Litanies, liturgie, léthargie, qui selon Edgar Faure caractérisaient les débats budgétaires au Parlement, sembleraient pouvoir s’appliquer à ce type de sommets internationaux. Une certaine lassitude atteint le public gagné par le scepticisme à la vue du différentiel entre les résultats tangibles obtenus sur le terrain toujours plus limités que ce que pourrait laisser penser les cris du cœur lancés à la tribune.

Les chiffres sont également cruels. On peut certes se féliciter du chiffre record de 120 milliards de dollars que va atteindre cette année l’aide publique au développement. Il reste néanmoins faible si on le compare avec les 1500 milliards de dollars (somme qui par définition n’était pas censée être disponible avant la crise) qui avaient été trouvés en 2008 pour un plan de relance des économies, ou les 150 milliards de dollars annuels que coûtent aux seuls Etats-Unis les guerres d’Afghanistan et d’Irak.

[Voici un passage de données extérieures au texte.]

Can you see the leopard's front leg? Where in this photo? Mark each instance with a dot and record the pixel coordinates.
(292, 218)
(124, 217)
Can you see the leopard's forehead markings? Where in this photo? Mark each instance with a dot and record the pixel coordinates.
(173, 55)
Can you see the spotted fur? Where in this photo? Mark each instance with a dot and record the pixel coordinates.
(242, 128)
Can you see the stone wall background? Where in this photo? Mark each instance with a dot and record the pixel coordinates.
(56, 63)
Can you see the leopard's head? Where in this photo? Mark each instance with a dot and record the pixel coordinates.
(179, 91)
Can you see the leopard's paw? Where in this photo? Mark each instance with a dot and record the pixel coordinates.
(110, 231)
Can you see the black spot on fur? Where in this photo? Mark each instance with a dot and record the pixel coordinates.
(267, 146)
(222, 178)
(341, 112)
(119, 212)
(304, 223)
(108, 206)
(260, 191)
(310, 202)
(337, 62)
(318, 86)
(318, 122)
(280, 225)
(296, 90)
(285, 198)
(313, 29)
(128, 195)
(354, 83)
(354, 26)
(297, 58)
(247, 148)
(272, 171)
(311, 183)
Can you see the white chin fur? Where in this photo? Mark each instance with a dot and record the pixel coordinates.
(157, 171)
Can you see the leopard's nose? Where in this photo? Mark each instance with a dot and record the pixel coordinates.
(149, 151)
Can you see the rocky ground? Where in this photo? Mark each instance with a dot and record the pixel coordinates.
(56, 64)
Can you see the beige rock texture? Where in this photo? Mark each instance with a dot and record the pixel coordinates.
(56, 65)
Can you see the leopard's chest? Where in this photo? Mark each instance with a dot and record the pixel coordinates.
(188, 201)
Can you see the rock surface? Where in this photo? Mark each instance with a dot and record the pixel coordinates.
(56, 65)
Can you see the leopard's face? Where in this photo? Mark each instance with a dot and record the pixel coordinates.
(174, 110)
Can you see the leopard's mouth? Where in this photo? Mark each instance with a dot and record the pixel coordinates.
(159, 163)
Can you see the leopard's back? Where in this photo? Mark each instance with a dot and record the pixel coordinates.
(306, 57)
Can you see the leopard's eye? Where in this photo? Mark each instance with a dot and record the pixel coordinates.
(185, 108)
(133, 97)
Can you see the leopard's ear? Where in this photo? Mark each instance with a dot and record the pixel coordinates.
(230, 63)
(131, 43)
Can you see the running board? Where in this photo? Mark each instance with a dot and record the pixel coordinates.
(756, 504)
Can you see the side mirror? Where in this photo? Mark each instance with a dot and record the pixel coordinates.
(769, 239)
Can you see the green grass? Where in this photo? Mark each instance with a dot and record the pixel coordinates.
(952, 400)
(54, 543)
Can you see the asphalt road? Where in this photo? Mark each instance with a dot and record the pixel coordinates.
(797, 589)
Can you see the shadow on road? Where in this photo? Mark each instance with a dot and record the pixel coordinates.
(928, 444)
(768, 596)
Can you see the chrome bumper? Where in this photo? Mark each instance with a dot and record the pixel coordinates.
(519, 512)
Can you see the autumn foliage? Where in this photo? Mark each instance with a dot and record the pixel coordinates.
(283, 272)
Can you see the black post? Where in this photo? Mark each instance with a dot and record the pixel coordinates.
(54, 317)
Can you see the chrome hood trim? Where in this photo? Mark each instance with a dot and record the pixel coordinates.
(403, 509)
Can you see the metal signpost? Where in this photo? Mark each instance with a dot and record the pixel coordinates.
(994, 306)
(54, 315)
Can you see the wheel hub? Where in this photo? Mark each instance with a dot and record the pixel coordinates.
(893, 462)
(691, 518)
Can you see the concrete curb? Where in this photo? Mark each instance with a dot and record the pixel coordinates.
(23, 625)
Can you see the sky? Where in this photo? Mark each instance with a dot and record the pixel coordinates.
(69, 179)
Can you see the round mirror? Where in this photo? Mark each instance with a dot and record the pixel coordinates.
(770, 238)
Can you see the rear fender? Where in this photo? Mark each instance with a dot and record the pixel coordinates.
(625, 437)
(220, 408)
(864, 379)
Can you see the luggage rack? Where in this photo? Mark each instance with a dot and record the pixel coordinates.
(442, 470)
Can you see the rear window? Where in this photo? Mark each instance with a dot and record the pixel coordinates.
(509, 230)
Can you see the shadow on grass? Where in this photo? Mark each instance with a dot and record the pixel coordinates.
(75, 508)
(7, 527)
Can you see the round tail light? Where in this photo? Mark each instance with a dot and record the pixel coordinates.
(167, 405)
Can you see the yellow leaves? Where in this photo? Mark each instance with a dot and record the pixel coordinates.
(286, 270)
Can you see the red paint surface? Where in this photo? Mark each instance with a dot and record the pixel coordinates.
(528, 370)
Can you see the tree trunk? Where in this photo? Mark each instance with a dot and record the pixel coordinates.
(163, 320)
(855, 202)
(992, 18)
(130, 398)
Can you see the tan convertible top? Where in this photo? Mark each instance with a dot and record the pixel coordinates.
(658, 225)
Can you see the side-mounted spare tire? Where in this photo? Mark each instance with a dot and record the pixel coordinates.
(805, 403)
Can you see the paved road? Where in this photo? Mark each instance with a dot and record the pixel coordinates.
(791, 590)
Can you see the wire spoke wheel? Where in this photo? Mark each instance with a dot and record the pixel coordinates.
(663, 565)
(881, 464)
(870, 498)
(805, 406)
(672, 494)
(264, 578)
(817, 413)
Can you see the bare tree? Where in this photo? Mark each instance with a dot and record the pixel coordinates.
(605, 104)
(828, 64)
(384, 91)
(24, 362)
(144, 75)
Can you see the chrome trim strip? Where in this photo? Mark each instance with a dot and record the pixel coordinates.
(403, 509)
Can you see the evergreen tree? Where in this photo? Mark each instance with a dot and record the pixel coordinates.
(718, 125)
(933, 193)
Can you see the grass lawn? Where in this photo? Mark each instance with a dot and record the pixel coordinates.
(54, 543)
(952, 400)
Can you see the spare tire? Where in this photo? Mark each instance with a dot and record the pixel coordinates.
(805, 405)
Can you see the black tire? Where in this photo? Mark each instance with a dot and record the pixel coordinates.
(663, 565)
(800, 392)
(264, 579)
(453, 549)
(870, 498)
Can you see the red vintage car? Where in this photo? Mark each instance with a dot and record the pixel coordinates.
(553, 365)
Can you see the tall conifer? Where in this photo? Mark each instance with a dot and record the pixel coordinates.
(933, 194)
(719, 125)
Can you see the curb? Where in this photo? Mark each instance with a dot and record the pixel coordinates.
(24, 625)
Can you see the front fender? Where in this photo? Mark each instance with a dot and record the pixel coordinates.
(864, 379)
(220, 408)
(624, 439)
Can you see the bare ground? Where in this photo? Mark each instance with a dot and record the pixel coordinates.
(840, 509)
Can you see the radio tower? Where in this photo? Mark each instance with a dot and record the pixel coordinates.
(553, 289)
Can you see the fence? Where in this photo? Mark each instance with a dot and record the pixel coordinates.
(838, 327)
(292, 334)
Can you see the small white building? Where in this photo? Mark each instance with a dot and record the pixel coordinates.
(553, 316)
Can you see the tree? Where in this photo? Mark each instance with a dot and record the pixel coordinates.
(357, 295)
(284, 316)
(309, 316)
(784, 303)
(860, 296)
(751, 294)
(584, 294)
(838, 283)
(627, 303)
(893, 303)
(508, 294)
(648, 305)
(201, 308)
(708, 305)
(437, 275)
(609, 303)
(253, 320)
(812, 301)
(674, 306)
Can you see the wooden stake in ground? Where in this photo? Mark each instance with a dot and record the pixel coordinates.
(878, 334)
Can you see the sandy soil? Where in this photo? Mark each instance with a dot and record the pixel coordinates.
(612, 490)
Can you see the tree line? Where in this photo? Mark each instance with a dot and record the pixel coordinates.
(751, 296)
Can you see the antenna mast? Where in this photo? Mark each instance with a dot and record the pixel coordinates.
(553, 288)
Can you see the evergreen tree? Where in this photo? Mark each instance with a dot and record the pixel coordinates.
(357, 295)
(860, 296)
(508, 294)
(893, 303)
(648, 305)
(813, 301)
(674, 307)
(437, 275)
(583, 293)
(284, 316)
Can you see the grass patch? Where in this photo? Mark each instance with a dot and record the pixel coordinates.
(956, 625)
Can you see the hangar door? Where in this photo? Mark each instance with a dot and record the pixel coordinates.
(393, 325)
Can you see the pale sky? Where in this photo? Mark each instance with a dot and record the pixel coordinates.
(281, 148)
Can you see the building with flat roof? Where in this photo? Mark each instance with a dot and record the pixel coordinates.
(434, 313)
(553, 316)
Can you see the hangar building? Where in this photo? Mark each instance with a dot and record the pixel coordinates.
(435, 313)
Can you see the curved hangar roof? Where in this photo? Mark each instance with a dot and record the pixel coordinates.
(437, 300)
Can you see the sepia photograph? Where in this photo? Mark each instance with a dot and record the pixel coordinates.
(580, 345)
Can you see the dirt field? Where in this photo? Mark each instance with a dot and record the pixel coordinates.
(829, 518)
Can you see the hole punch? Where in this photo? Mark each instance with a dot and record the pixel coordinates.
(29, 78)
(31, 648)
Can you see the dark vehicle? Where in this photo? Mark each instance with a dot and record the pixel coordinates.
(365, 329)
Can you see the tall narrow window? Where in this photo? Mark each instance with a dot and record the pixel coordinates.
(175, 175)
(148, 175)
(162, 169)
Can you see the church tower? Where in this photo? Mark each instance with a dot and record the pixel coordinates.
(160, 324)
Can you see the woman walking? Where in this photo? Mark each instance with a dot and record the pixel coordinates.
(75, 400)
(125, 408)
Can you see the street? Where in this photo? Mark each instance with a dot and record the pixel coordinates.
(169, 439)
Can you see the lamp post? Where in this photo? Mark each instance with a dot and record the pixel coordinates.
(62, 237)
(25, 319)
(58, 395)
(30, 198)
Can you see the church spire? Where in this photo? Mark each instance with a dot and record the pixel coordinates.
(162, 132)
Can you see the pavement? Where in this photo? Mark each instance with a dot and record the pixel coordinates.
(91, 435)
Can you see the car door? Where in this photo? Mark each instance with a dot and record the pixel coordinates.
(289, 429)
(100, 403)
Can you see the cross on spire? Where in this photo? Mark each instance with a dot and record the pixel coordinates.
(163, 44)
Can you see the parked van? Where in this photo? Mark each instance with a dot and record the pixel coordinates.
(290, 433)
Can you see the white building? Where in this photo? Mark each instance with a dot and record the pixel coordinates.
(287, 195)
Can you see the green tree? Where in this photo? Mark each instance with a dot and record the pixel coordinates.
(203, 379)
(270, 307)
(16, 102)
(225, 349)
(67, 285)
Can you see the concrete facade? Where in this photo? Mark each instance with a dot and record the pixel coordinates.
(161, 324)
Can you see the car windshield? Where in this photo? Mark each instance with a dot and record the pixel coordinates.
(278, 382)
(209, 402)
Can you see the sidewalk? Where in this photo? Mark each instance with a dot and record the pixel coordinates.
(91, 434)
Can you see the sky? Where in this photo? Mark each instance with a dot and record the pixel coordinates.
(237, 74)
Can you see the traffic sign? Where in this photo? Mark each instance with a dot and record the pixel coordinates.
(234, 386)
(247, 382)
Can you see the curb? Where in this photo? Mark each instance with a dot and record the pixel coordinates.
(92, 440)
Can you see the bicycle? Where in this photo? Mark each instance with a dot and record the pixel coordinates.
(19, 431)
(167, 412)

Faut-il pour autant en conclure que ces sommets sont inutiles ? Non. Il ne faut pas en attendre qu’ils règlent le problème, mais leur existence a au moins pour mérite de rappeler aux gouvernements leurs obligations, de sensibiliser de façon plus précise le public, bref de maintenir une pression sur les décideurs politiques. Les choses n’iraient pas mieux si ces sommets n’existaient pas même si on peut trouver leurs résultats insatisfaisants.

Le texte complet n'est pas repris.